Chávez, Correa and Morales all asked their people about it, all got it passed and then got re-elected. Bloomberg actually went against the will of the people, who had voted against re-election not once but twice. He needed to go to the City Council to get the measure approved.
In this upside down world, the mainstream media doesn't even blink.
Other pro US presidents in Latin America also got re-elected by changing the laws without asking their people. Fujimori in Peru, Alan Garcia in Peru, Cardoso in Brazil, Uribe in Colombia and notably, the Nobel Peace Prize and pro US President of Costa Rica, Oscar Arias.

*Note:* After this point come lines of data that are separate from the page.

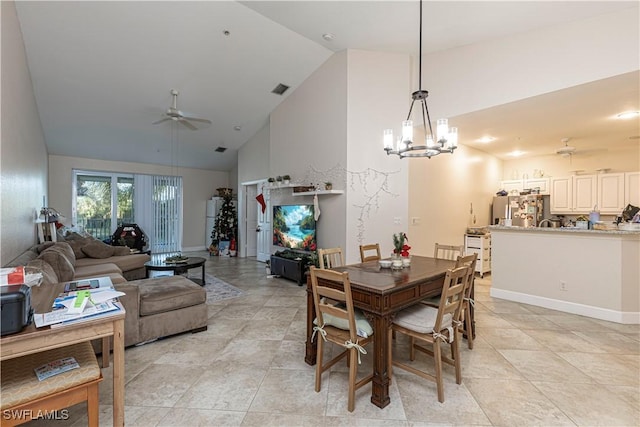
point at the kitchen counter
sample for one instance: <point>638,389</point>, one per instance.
<point>593,273</point>
<point>563,230</point>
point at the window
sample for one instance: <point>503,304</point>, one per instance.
<point>152,202</point>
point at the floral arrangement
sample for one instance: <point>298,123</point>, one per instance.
<point>400,246</point>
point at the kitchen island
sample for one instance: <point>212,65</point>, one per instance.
<point>593,273</point>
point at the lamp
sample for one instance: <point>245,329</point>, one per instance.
<point>447,138</point>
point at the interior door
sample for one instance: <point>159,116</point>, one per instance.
<point>263,229</point>
<point>251,207</point>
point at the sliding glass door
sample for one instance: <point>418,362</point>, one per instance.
<point>102,201</point>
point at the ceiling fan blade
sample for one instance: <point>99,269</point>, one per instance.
<point>187,124</point>
<point>161,120</point>
<point>195,119</point>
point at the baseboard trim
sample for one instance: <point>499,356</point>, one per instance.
<point>194,249</point>
<point>632,318</point>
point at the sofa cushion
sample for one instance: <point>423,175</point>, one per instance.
<point>77,246</point>
<point>49,276</point>
<point>126,263</point>
<point>97,270</point>
<point>57,258</point>
<point>98,249</point>
<point>168,293</point>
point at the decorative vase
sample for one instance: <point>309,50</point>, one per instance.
<point>396,262</point>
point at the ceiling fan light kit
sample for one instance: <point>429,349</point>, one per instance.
<point>446,140</point>
<point>173,113</point>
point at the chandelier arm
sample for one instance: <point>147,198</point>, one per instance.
<point>420,57</point>
<point>410,109</point>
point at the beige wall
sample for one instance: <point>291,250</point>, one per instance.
<point>199,185</point>
<point>447,194</point>
<point>23,162</point>
<point>308,130</point>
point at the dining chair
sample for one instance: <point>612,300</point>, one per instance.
<point>450,252</point>
<point>340,324</point>
<point>467,261</point>
<point>331,257</point>
<point>423,323</point>
<point>364,249</point>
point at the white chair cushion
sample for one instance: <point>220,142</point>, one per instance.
<point>420,318</point>
<point>363,326</point>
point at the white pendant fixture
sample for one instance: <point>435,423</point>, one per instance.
<point>446,138</point>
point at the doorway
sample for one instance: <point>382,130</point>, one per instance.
<point>255,238</point>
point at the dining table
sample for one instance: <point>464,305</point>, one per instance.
<point>380,293</point>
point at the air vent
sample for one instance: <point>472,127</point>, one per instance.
<point>280,89</point>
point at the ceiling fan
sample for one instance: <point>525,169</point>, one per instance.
<point>174,114</point>
<point>567,150</point>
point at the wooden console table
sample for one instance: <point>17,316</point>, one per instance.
<point>380,293</point>
<point>32,340</point>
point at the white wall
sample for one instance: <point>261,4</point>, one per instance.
<point>483,75</point>
<point>253,157</point>
<point>378,97</point>
<point>308,141</point>
<point>23,162</point>
<point>198,186</point>
<point>444,190</point>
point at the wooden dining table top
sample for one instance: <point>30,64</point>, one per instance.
<point>373,278</point>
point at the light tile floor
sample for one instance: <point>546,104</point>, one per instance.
<point>529,366</point>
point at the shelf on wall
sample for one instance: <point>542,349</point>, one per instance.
<point>319,192</point>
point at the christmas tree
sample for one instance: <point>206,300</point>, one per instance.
<point>226,224</point>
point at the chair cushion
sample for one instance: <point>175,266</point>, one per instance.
<point>363,326</point>
<point>19,381</point>
<point>420,318</point>
<point>162,294</point>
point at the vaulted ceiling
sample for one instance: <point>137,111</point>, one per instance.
<point>102,71</point>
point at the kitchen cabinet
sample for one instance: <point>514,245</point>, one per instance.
<point>480,245</point>
<point>575,194</point>
<point>632,188</point>
<point>512,185</point>
<point>528,183</point>
<point>611,193</point>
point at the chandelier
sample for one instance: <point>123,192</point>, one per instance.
<point>447,138</point>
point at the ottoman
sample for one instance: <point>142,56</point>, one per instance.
<point>161,306</point>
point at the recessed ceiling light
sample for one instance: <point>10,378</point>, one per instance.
<point>628,115</point>
<point>328,37</point>
<point>486,139</point>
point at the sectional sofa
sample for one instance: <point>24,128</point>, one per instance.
<point>155,307</point>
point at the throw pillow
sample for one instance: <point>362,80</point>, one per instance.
<point>77,246</point>
<point>40,266</point>
<point>61,265</point>
<point>98,249</point>
<point>121,250</point>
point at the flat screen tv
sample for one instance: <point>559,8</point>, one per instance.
<point>294,227</point>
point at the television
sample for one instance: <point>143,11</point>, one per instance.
<point>294,227</point>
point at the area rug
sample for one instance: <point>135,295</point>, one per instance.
<point>219,290</point>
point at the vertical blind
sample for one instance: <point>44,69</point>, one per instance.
<point>158,208</point>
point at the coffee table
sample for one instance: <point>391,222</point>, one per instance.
<point>158,263</point>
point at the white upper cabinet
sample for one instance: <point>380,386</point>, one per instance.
<point>574,194</point>
<point>632,189</point>
<point>562,195</point>
<point>611,193</point>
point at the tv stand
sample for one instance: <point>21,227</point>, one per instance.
<point>290,265</point>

I bring him up because he did the same as Bloomberg did now: went to congress, got denied re-election. Then went to the Supreme Court, denied once. Changed a couple of judges, went again, and this time, approved.
Whenever candidates are doing what they are supposed to do, the mainstream media will support them.
The so-called "paper of record" is notorious for criticizing other people for seeking re-election, but drools over Bloomberg.
Never questions how the hell he tripled "his" fortune when he is supposedly working full time for the city.
Here is a really nice article from FAIR about the "paper of record" and its changing views on term limits, with links to the 2 editorials published by the NYT less than one year apart.
www.fair.org/blog/2008/10/02/the-new-york-times-real-feelings-on-term-li...
Yeah people can change their minds....
It's a reverse ponzi scheme, period.